C’est le 5 octobre 1855 que je partis de Constantinople pour la Crimée, à bord de la frégate à vapeur le Descartes, commandée par le capitaine Darricau. Je n’abordai pas sans une vive émotion à Kamiesch. Je me rendis immédiatement au quartier-général, auprès du maréchal Pélissier, et je me mis à étudier les grandes questions d’hygiène qu’il importait de résoudre à l’approche de l’hiver. Je montai à cheval et visitai les diverses positions occupées par l’armée, les camps et les ambulances. En même temps je voulais me rendre compte de la topographie médicale du pays.

La partie qu’occupaient les Russes est presque partout inculte, couverte de steppes immenses et privée d’eau.
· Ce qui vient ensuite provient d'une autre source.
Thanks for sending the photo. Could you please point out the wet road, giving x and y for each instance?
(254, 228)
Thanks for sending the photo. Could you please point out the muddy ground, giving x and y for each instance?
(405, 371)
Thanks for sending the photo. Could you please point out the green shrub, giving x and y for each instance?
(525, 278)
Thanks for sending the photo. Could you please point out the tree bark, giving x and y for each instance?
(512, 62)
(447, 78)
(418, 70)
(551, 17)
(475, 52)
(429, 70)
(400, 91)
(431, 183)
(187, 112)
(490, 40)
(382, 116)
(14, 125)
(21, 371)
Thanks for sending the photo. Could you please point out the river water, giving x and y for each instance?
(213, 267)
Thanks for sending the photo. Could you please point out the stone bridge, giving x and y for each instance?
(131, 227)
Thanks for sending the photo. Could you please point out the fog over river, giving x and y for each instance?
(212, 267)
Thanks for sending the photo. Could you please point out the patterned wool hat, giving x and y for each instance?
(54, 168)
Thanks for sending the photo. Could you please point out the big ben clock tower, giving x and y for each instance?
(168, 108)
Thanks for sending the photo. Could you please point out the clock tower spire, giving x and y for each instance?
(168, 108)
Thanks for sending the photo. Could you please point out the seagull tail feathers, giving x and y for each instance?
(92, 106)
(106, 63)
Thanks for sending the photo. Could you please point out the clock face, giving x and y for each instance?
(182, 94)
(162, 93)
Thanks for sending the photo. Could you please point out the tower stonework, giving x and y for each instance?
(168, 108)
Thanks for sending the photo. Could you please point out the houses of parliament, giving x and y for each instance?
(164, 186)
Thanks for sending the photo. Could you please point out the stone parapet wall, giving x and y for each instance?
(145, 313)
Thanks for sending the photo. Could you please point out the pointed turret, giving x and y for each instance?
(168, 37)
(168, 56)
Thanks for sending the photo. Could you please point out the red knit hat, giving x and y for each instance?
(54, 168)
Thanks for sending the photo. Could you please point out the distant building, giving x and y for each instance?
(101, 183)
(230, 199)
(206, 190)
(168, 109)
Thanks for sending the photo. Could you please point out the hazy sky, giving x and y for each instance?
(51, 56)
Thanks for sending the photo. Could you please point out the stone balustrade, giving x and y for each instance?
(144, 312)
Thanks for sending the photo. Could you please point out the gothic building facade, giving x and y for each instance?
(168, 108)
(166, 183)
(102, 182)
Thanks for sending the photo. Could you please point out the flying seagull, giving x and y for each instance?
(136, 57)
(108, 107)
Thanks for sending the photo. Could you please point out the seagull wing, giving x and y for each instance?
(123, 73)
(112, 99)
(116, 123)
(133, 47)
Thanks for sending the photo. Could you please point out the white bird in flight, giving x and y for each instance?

Celle où s’étaient établies les armées alliées était, au moment de leur arrivée, parsemée d’oasis et de vignobles assez renommés. Le sol est de terre végétale et brune, facilement détrempée par les pluies : les boues de Crimée défient toute description. L’épaisseur de la couche végétale varie de 1 mètre à quelques centimètres. Le sous-sol est un calcaire que la pioché entame aisément. Les régimens campés sur des terrains où le sous-sol affleurait y creusaient des enceintes circulaires pour enterrer leurs tentes de 80 centimètres et les préserver du froid, surtout des coups de vent, qui sont continuels et parfois désastreux en Crimée. Il ne faudrait pas médire cependant de la violence du vent de Crimée. Sans le vent, le sol serait resté constamment boueux, faute d’écoulement. C’est le vent qui renouvelait l’air dans les camps et chassait les gaz méphitiques dont les vêtemens étaient imprégnés ; c’est le vent qui emportait les miasmes des cadavres d’hommes ou d’animaux qu’on enterrait par milliers, et qui ne pouvaient, quoique enterrés, se décomposer impunément. Si le vent ne nous a pas préservés du typhus, il en a certainement ralenti les développemens et diminué les effets ; peut-être lui devons-nous d’avoir été exempts de la peste.

La partie occupée par les alliés mesurait huit kilomètres en largeur et vingt-quatre en longueur. C’est l’ancienne Chersonèse taurique dont Hérodote et Strabon ont laissé des descriptions. Là comme dans la Troade se retrouvent des souvenirs des âges héroïques. C’est en Tauride que Diane transporta Iphigénie arrachée au feu du sacrifice, et en fit une prêtresse ; c’est sur cette terre inhospitalière que la tempête jeta Oreste et Pylade, et qu’Iphigénie manqua sacrifier son frère. Désormais d’autres souvenirs effaceront ces souvenirs antiques, et les noms de nos victoires feront tort à ceux d’Oreste et de sa sœur.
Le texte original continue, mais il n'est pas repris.